When the baseline gives out …

It’s been an interesting last few days here.

From a professional point of view, my job has been flying high (manic??) and there’s been lots of good news.

From a personal point of view, my girls (wife and daughters) and I have had a really great few days.  We’ve celebrated together, we’ve been able to have fun together, and just enjoy being a family.   Parenting with mental illness isn’t easy, and I’m sure it’s not easy for my wife to partner with someone who has one either.  That’s why the last few days have been good.  It’s felt good, you know?

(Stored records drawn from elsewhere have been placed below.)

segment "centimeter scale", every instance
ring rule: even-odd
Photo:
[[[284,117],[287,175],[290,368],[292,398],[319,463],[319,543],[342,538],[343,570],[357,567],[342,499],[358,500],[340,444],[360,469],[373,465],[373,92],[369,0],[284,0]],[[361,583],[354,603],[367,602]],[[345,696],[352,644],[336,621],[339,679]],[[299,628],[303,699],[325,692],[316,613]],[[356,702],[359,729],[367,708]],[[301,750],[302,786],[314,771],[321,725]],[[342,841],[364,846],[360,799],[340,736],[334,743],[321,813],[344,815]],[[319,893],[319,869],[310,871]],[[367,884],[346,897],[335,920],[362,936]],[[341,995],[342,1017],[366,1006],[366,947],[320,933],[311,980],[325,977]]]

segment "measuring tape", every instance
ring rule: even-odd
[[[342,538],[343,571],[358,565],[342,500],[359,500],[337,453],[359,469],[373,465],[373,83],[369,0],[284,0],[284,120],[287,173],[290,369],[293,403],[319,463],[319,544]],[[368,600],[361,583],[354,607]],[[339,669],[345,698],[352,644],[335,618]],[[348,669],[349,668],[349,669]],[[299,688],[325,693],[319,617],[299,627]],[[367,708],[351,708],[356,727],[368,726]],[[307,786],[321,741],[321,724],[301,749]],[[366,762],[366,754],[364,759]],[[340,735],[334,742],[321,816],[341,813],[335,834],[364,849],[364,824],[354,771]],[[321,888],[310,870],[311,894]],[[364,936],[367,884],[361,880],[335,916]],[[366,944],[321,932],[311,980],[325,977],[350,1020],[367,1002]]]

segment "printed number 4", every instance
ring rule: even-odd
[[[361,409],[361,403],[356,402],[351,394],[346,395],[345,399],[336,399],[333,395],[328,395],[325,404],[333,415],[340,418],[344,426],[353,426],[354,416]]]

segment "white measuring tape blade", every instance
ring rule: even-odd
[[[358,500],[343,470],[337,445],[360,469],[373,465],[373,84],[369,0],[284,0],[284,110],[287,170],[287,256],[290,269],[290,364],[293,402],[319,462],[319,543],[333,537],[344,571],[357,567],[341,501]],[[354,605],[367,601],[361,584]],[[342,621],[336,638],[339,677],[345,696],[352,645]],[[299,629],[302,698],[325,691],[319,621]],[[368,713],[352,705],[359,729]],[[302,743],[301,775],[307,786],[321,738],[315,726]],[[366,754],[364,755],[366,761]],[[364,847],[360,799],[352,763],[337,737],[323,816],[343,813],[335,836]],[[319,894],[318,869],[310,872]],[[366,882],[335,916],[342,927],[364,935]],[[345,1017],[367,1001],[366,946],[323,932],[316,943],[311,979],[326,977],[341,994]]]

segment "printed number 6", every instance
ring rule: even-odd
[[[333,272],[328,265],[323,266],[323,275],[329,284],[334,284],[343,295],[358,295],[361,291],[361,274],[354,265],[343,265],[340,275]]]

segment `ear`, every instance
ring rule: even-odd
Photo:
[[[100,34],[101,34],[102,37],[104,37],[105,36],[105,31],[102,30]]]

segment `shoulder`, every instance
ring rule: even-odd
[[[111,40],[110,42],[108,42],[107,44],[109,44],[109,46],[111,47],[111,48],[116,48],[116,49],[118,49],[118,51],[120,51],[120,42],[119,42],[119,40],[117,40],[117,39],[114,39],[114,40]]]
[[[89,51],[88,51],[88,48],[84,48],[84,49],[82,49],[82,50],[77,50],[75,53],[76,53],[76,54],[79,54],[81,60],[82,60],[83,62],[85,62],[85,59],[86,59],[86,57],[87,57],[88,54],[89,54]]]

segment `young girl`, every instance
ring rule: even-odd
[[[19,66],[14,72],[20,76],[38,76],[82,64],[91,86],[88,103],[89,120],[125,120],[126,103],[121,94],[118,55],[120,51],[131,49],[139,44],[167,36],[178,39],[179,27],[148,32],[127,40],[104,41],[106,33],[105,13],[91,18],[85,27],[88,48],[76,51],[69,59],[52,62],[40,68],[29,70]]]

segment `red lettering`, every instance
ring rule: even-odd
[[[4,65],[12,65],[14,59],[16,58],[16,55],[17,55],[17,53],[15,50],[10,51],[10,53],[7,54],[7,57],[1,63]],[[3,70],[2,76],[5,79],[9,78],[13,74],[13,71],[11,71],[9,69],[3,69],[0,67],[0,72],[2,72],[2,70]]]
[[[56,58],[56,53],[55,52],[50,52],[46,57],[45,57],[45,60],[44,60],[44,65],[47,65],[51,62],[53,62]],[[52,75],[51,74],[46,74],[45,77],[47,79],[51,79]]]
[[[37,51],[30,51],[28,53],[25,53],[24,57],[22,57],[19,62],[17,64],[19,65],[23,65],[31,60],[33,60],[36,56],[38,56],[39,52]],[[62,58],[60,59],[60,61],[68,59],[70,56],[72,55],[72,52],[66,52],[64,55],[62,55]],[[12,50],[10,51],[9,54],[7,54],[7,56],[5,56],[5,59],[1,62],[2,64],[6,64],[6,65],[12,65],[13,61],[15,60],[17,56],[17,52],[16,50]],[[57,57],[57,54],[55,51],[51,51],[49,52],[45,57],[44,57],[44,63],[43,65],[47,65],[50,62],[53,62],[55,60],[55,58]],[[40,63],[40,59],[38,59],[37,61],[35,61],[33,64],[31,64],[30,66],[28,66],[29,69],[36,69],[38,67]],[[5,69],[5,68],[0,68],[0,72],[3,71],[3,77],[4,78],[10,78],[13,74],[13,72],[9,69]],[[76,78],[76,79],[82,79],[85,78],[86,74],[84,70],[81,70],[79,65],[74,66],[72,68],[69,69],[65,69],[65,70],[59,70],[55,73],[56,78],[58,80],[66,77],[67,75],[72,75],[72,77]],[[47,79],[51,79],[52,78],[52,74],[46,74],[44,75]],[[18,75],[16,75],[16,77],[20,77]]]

But from a bipolar side … the pendulum seems to have been amped up and swung back.  I’ve felt three times in the last 72 hours like the mania was back, just below the surface.  Like it was ready to take over again.  Like get the klonipin ready to go.  The anxiety has been peeping it’s head around the corner, and I’m fighting like hell to keep both away. It’s been 28 days since I last took a klonipin, and frankly I like not feeling that in my body.   It’s been a month today since I checked into the facility and I’m fighting to keep that progress.  I believe that I’ve got the tools in my heart and mind and support group to keep me buoyant, but it’s really hard right now.

I don’t know what it means to pray hard necessarily – you hear people say that a lot.  But I think I’m becoming a believer in the concept of being mindful hard.  Does that make sense?  Part of me feels like I’ve become so sensitive to how my brain feels that I can make out the very moment when the mania “steps onto the stage” to try and play a role. The coping mechanisms I was taught when I was in the facility are all getting their fair share of mileage, and I’m really glad I have them.

My family (Megan first, then out from there) are my first line of defense and support and I sure as heck couldn’t survive this without them.  The core group that seems to have found me on here – those 6-10 of you who write about/write with/write of bipolarity and mental illness are becoming part of my support system.

It takes people I’ve found, to hold the baseline in place and keep the symptoms at bay. People and prayers. If you’re reading this, you’re one of my people and I’m glad you’re here.  Never doubt that I’ll be yours too if you need it – let’s survive together.